The article, run by the Communist Party of China's flagship newspaper, said, "China's decade-long donation and transplant reform has gone through hardships and the increase in voluntary organ donations was achieved through perseverance and long-term efforts."

The central government began to overhaul the system in 2010, decreeing that organs may only come from the deceased and in 2015 the practice of harvesting of organs from prisoners was banned, making voluntary donation the only legal source of organs.

In 2011, the unauthorized trading of organ was criminalized after being included in an amendment to the Criminal Law, and a new system for organ management and distribution was launched in 2013 to better regulate donations.

Since 2007, China has apprehended 32 intermediaries involved in organ trade, arrested 158 criminal suspects, investigated 17 medical institutions and closed 13 underground operation theaters.

In August 2015, China also published its first national guideline on organ donation to raise public awareness and support for the cause, as traditional belief holds that organ removal after death desecrates a corpse.

"Effective measures taken by China have safeguarded the rights of organ donors and recipients and saved the lives of countless patients with terminal diseases," the newspaper said.

In the first half of 2016, China has completed 1,795 organ removals, up 45 percent compared to the same period last year. The figure was 2,766 last year, which exceeded the number in 2013 and 2014 combined.
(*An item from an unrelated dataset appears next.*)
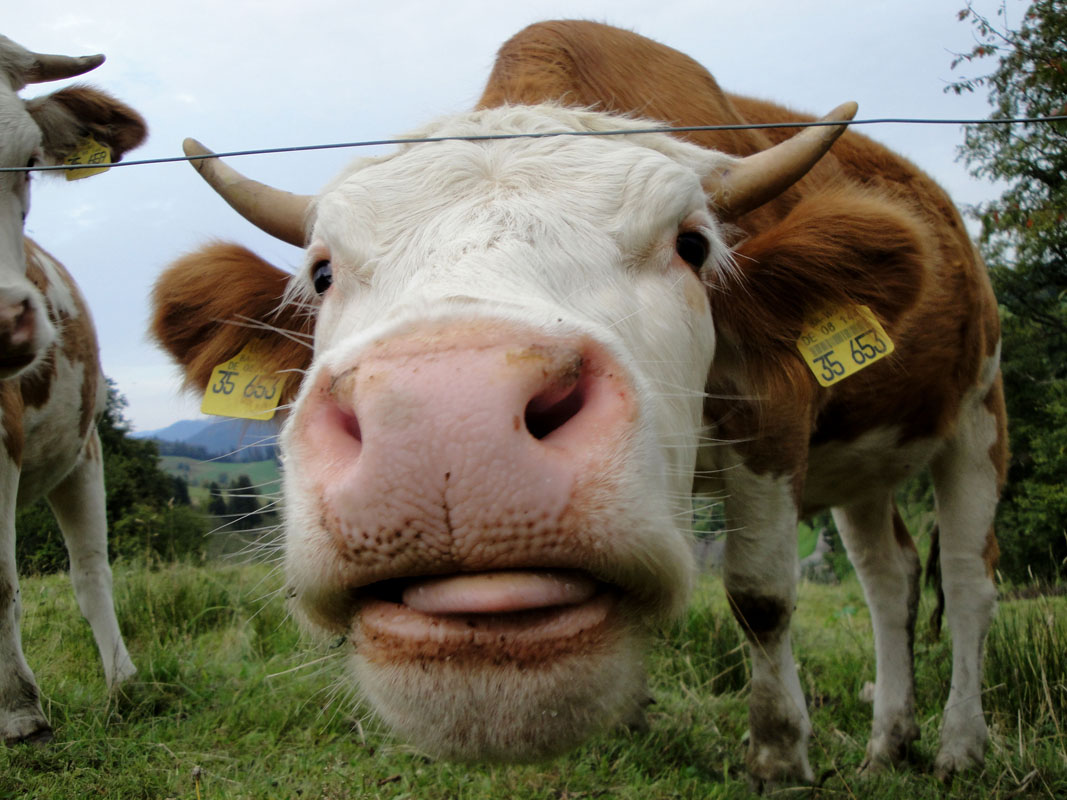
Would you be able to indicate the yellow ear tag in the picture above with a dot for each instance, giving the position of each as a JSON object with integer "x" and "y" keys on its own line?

At present, China's annual average number of organ donation ranks first in Asia and third around the world.

However, the paper noted, "some organizations with ulterior motives disregard the progress made, and use the sacred cause as a tool to smear and demonize the image of China."
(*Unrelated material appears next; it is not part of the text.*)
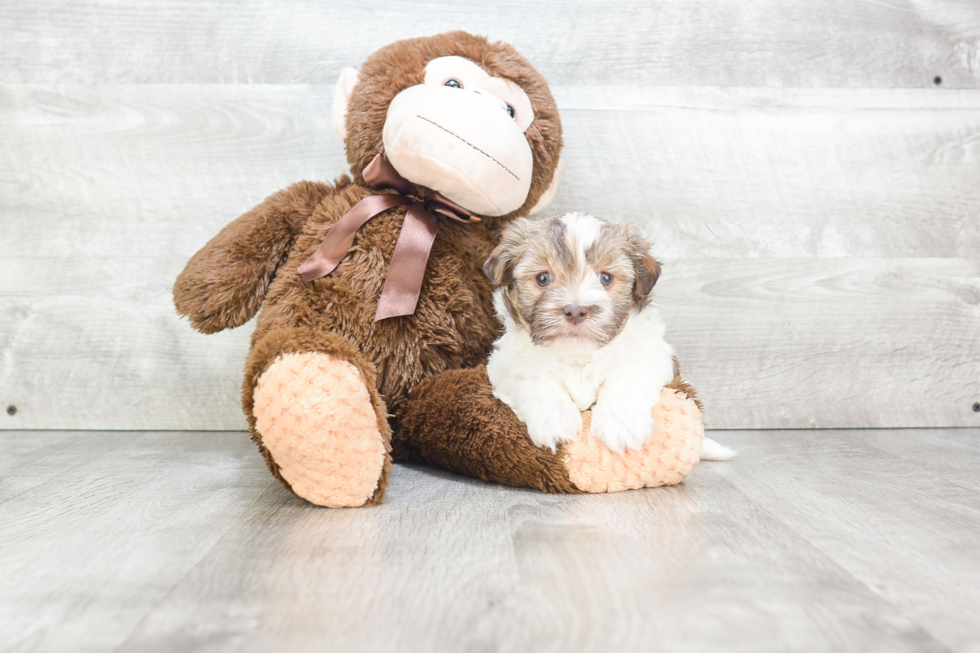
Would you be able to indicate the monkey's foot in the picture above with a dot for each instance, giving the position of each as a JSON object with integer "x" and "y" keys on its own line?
{"x": 666, "y": 459}
{"x": 314, "y": 414}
Speculation that 100,000 transplants were performed per year using organs from executed prisoners is an insult to the intelligence of transplant professionals and to the sacrifice of the donors and their families in China, said Huang Jiefu, director of China's National Organ Donation and Transplantation Committee and former vice minister with the Ministry of Health, at the 26th International Congress of the Transplantation Society held in Hong Kong.

China performed 10,057 organ transplants last year, around 8.38 percent of the global total, Huang explained at the conference.

The number matches China's use of immunosuppressive agents, given to patients after transplant surgery, he noted, adding China accounted for some 8 percent of the global immunosuppressant market.